ECONOMIE ÉTHIOPIENNE
Peut mieux faire

 

Dans un rapport focalisé sur l’Ethiopie, la Commission Economique pour l’Afrique (CEA) revient sur les bonnes performances économiques (mais aussi les faiblesses) d’un pays qui, passé par une grande famine jusque dans les années 2000, a su rebondir pour réussir sa transformation structurelle.

Au cœur de cette transformation notable, des améliorations dans les domaines de l’éducation, l’accès à la santé et un meilleur revenu pour les ménages.

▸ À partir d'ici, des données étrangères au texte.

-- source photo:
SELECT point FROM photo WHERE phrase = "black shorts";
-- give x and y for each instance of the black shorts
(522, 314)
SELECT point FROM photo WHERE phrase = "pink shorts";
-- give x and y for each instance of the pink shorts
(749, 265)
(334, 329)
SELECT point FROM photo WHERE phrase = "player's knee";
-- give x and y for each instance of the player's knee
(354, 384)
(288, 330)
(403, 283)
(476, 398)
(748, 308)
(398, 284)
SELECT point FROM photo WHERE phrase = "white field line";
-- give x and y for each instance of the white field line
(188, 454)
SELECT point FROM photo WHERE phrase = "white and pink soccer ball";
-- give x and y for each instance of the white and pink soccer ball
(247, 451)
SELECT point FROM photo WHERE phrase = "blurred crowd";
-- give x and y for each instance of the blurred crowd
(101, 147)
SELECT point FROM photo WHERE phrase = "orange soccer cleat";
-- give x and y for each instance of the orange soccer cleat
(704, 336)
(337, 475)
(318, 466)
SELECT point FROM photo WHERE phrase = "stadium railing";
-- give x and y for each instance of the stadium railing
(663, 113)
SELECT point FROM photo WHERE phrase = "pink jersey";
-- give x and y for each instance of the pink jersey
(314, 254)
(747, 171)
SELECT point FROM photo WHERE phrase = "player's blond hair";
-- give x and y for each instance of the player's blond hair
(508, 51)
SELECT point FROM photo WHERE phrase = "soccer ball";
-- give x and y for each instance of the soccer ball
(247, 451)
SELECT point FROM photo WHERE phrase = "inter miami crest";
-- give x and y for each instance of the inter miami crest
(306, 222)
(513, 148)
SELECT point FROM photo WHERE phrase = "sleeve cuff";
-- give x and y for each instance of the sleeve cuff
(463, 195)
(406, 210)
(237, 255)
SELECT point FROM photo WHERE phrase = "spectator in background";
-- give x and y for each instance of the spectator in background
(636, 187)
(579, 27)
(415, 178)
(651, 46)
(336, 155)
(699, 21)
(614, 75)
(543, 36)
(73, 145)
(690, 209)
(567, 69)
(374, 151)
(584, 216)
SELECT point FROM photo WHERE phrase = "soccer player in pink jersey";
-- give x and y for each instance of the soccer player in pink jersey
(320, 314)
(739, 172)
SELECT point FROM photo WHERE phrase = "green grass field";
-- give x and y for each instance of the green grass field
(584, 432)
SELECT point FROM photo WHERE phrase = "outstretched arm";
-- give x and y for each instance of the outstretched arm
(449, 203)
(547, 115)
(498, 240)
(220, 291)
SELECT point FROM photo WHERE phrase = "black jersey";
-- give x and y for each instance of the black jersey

Le document salue l’option prise par les nouveaux dirigeants, d’orienter la stratégie de l’économie nationale vers la production des biens d’exportation, alors même que le pays n’a aucune ouverture sur la mer.

A la CEA cependant, on pense que les consolidations à venir derrière cette transformation radicale, ne pourront se faire que si on y associe, une forte intégration régionale, l’ouverture des affaires au secteur privé, le renforcement des productions agricoles, une digitalisation pertinente.

Selon le ministère du Commerce de l’Ethiopie, les exportations du pays ont rapporté 2,8 milliards $ au cours de l’exercice fiscal 2017-2018, soit un peu plus que la moitié de l’objectif initial du gouvernement qui était de 5,23 milliards $. Par ailleurs, ce chiffre est inférieur de 71,4 millions $ par rapport aux revenus tirés des exportations éthiopiennes au cours de l’exercice précédent.

Ces exportations ont été essentiellement tirées par les secteurs de l’agriculture, de la manufacture et de l’extraction minière en représentant respectivement 64,9%, 45,9% et 15,2%.

Pour les observateurs, la prolifération de la contrebande, la faible qualité des produits et de l’offre, les troubles dans certaines régions du pays, et l’absence de systèmes de recouvrement des recettes, figurent au nombre des raisons qui n’ont pas permis d’atteindre l’objectif fixé par le gouvernement en ce qui concerne les exportations du pays au cours de l’exercice fiscal 2017-2018.